Third Committee Member

Dr. Lisa Ely

Abstract

The Chelan Station Site (45CH782/783), located along the Rocky Reach of the Columbia River, includes lithic and faunal artifacts buried beneath volcanic tephra from Mt. Mazama (6,830 BP). Artifacts were inadvertently discovered in buried soils within a secondary alluvial terrace during construction of a pipeline to supply water to the Beebe Springs Fish Hatchery. This thesis stems from participation in original field work and includes the author’s own models of early land forms and site formation. The study reviews the construction monitoring and archaeological testing of both sites, and documents the archaeological data potential early occupations of the vicinity. The stratigraphy of artifacts, tephra, alluvial sediment, and buried soils is summarized for a 1,212 m-long transect.
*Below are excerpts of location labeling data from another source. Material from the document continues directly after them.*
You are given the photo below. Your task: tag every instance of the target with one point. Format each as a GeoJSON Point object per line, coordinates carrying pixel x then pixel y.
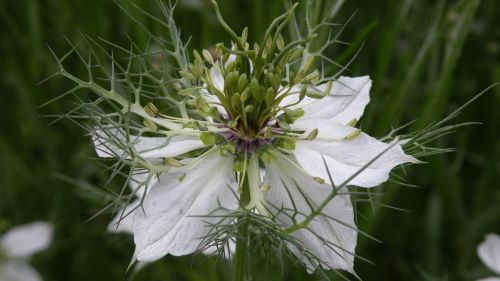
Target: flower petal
{"type": "Point", "coordinates": [110, 144]}
{"type": "Point", "coordinates": [330, 237]}
{"type": "Point", "coordinates": [18, 271]}
{"type": "Point", "coordinates": [171, 222]}
{"type": "Point", "coordinates": [25, 240]}
{"type": "Point", "coordinates": [489, 252]}
{"type": "Point", "coordinates": [346, 157]}
{"type": "Point", "coordinates": [346, 101]}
People bearing tools related to the Old Cordilleran Tradition (cobble tools and leaf shaped points) colonized the region and fished for salmon and hunted large game in the vicinity between 9,190 ± 50 BP and 8,480 ± 40 BP. Stratigraphic models are created and schematic diagrams are used to summarize early site formation across five landforms on the terrace. Two buried soils include evidence of burning that probably represent human activity. Magnetic susceptibility measurements confirm the presence of buried organic layers and the influence of fire. All strata are iv best preserved in a deeper back-channel of the Columbia River. Artifacts are best represented at the bottom of profiles with less distinct strata on higher ground of the terrace scarp. Deeper strata in the back-channel, at first interpreted to represent tephra from Glacier Peak or Mt St. Helen’s, do not contain tephra. Results from Washington State University Geoanalytic Laboratory reveal feldspar and quartzite associated with alluvial layers from Columbia River floods bearing a unique sediment load. The site stratigraphy and models of site formation are compared with three other site investigations where the author has firsthand experience. Recommendations include: 1) nominating sites 45CH782 and 45CH783 to the National Register of Historic Places under significance criterion D, preparing a site specific historic properties treatment plan, and developing a state-wide database to aid management of buried soils as cultural features.